The advent of smartphones, more affordable cameras, and advancements in image recognition through deep learning approaches have ushered in a new era for image recognition. Various industries such as automotive, gaming, and e-commerce are now integrating this technology.
When selecting an image recognition solution, accuracy holds paramount importance. However, depending on the application, continuous learning, speed, and flexibility also become crucial criteria. Established tech giants like Amazon and Google, alongside startups such as Clarifai, are actively providing image recognition services.
What is Image Recognition?
Image recognition involves distinguishing specific objects in a picture through various techniques. It comprises a set of algorithms and methods for labeling and classifying elements within an image. The primary focus is on the content inside the image, and models are trained to assign labels defining the image, drawing inspiration from how animals detect and classify objects.
How is Image Recognition Different from Computer/Machine Vision?
While image recognition and computer/machine vision may seem interconnected, image recognition is a subset of computer vision. Image recognition is dedicated to identifying the content of an image, whereas computer vision encompasses obtaining, describing, and producing results based on the field of application. Image recognition acts as a component of computer vision apps, which, in turn, is a part of machine vision apps. Machine vision involves both hardware and computer vision apps.
How Does Image Recognition Work?
Model training is a crucial step for image recognition, with deep learning methods currently proving to be the most effective tools. The process begins with a dataset, similar to how a newborn learns by being introduced to objects. Machines also require a dataset and, through deep learning techniques, are trained to recognize patterns and boundaries in images. Feature extraction is employed to derive meaningful information from the pixel data of an image. Subsequently, the trained model predicts and labels new input images into specific classes.
[Flowchart of how image recognition works – Source: MathWorks]
For tailored data collection or harvesting services, explore our data-driven list to find the option best suited to your project needs.
To delve deeper into data collection, feel free to download our whitepaper:
[Get Data Collection Whitepaper]
Why is Image Recognition Apps Relevant Now?
The ability of image recognition to extract meaningful data from images has led to numerous applications. Its relevance has surged in the past decade, driven by the increased effectiveness of deep learning and the proliferation of images due to the reduced size and cost of cameras, coupled with widespread smartphone use and image-centric social media platforms.
[Bar chart showing the market increase of image recognition tech]
Image Recognition Use Cases:
- Automotive Industry:
- Crucial for self-driving cars, utilizing multiple cameras and LIDAR for image creation and recognition of traffic lights, vehicles, and other objects.
- Security Industry:
- Enables the detection and identification of faces, enhancing the capabilities of smart home security systems.
- Healthcare:
- Used in detecting tumors, brain strokes, and assisting visually impaired individuals. Algorithms powered by image recognition show high accuracy in identifying lung cancers.
- Retail:
- Facilitates virtual mirror technology, allowing customers at stores like Topshop and Timberland to visualize clothing without trying them on.
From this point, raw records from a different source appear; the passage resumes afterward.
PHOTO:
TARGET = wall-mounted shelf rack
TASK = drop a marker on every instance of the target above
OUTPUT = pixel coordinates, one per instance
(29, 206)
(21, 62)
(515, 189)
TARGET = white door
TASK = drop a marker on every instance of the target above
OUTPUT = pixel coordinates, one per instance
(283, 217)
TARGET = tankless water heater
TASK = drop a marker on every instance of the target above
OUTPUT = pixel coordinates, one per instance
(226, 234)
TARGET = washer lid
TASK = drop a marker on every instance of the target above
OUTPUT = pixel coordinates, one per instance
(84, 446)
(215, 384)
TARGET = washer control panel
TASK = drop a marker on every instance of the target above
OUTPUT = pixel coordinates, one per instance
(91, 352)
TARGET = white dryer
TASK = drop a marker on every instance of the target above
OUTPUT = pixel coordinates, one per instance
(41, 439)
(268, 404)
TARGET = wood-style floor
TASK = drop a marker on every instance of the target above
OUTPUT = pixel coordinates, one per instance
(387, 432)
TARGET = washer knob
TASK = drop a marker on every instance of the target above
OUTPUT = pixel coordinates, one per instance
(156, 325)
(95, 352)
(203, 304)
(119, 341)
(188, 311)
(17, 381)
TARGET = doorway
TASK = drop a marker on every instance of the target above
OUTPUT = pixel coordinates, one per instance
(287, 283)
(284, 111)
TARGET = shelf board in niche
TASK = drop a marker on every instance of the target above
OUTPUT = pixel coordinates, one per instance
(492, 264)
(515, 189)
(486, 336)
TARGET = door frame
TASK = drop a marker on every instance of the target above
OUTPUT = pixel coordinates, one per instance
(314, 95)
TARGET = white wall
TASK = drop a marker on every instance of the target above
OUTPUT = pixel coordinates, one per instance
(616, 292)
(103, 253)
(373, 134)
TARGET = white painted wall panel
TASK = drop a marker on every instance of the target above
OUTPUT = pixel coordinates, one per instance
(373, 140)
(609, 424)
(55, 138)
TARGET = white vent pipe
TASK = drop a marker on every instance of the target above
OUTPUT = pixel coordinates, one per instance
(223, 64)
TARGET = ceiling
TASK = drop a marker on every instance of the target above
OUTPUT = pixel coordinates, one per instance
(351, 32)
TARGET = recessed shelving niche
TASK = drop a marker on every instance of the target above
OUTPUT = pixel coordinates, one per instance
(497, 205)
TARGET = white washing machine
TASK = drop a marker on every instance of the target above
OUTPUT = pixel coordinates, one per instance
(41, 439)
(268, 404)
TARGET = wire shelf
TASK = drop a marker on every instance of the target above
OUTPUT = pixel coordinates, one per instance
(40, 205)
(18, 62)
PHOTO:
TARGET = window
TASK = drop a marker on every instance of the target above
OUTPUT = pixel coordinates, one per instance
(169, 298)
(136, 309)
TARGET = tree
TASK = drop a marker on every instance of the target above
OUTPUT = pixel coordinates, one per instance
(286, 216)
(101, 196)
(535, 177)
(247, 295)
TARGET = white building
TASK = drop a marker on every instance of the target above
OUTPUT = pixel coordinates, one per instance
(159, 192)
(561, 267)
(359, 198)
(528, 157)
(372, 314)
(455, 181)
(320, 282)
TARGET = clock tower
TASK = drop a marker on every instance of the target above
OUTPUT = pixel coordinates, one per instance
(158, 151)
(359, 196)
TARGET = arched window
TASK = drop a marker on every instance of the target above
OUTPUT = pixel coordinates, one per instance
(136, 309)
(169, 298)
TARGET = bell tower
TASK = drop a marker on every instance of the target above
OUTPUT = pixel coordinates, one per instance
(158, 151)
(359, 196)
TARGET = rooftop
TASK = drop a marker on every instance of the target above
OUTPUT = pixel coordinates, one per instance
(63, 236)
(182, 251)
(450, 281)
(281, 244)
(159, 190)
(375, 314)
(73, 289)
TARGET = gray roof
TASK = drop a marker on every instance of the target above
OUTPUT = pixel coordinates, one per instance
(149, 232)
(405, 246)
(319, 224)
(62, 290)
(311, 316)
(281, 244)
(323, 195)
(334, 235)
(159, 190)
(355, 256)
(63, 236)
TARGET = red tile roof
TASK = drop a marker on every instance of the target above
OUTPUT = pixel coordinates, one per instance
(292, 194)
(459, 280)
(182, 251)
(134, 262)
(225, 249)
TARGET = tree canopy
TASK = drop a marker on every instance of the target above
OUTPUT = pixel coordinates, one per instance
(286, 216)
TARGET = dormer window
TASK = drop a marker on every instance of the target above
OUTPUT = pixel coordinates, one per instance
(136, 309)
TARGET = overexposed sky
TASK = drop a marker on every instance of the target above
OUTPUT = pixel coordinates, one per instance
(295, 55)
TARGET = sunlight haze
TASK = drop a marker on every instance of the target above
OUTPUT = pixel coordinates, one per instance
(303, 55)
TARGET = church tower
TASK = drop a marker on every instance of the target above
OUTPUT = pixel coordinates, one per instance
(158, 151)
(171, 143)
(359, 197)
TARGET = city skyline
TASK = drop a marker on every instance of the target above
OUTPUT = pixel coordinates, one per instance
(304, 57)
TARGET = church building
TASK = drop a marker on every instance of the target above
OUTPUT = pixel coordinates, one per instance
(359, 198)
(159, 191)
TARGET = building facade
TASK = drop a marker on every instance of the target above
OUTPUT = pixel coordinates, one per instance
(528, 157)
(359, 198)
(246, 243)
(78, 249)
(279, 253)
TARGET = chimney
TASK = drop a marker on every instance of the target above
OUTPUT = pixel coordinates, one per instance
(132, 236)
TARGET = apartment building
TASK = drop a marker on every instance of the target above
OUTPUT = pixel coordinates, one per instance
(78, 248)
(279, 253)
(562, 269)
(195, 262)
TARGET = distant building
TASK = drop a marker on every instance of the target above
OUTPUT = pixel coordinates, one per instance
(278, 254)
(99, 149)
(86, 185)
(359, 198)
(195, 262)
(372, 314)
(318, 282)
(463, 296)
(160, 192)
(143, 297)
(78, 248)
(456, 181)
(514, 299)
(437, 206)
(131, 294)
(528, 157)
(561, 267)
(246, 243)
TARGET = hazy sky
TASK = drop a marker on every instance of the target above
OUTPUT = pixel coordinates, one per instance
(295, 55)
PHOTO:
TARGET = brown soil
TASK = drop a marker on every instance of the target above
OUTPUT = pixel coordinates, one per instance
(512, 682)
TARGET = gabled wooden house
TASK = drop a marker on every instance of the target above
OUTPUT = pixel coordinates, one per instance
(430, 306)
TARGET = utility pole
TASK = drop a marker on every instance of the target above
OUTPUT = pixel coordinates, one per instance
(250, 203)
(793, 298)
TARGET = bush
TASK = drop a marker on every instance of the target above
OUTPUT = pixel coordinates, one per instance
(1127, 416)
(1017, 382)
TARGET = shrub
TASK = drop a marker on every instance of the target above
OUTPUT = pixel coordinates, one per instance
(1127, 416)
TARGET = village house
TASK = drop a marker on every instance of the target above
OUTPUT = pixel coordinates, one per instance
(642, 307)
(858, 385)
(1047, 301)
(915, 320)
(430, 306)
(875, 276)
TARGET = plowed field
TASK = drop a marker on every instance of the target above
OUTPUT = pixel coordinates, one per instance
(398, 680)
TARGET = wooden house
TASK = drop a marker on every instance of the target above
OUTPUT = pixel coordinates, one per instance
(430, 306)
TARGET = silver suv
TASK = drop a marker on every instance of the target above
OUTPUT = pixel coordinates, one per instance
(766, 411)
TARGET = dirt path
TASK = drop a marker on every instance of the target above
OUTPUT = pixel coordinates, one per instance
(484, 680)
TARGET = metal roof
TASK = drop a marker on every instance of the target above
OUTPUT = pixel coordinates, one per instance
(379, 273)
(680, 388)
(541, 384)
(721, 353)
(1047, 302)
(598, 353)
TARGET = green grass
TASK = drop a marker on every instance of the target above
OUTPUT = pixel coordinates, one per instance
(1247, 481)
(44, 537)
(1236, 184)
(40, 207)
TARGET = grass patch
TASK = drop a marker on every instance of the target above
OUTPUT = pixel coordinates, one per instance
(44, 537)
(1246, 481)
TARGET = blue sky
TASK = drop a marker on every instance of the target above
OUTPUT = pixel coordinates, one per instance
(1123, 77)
- Visual Search and E-commerce:
- Integration with online shopping, contributing to the expected growth of the visual search market.
- Marketing:
- Analyzing image data on social networks for understanding customer preferences and enhancing customized marketing strategies.
[Image of a phone in a hand – Source: Techcrunch]
Things to Consider When Choosing Image Recognition Solutions:
The primary criterion is accuracy, followed by considerations like speed and flexibility in most applications. Evaluating machine learning solutions involves comparing different options based on labeled test datasets. While in-house data-trained solutions often outperform pre-trained ones, the decision depends on achieving the required accuracy level and associated costs.
Users should avoid making generalizations based on a single test, as the effectiveness of an image recognition solution varies with the specific application. Additional criteria include continuous learning, speed, adaptability for future needs, and simplicity of setup and integration.
Image Recognition Apps Vendors:
Rather than building and training a neural network model from scratch, businesses can leverage image recognition technology through APIs offered by tech giants and startups. Open-source APIs are also available for building or improving image recognition systems.
Explore our sortable list of leading image recognition providers, including industry-specific vendors like Visenze, providing solutions for visual search, product tagging, and recommendation.
Notable Image Recognition Apps Vendors:
- Amazon Rekognition
- Clarifai
- Google Cloud Vision API
- IBM Watson Visual Recognition
- Microsoft Azure:
-
- Face API
- Emotion API
- Computer Vision API
- Video API
- OpenCV
- SimpleCV
- Scikit-image
These vendors offer diverse solutions, from cloud-based APIs to open-source libraries, catering to different business needs and preferences.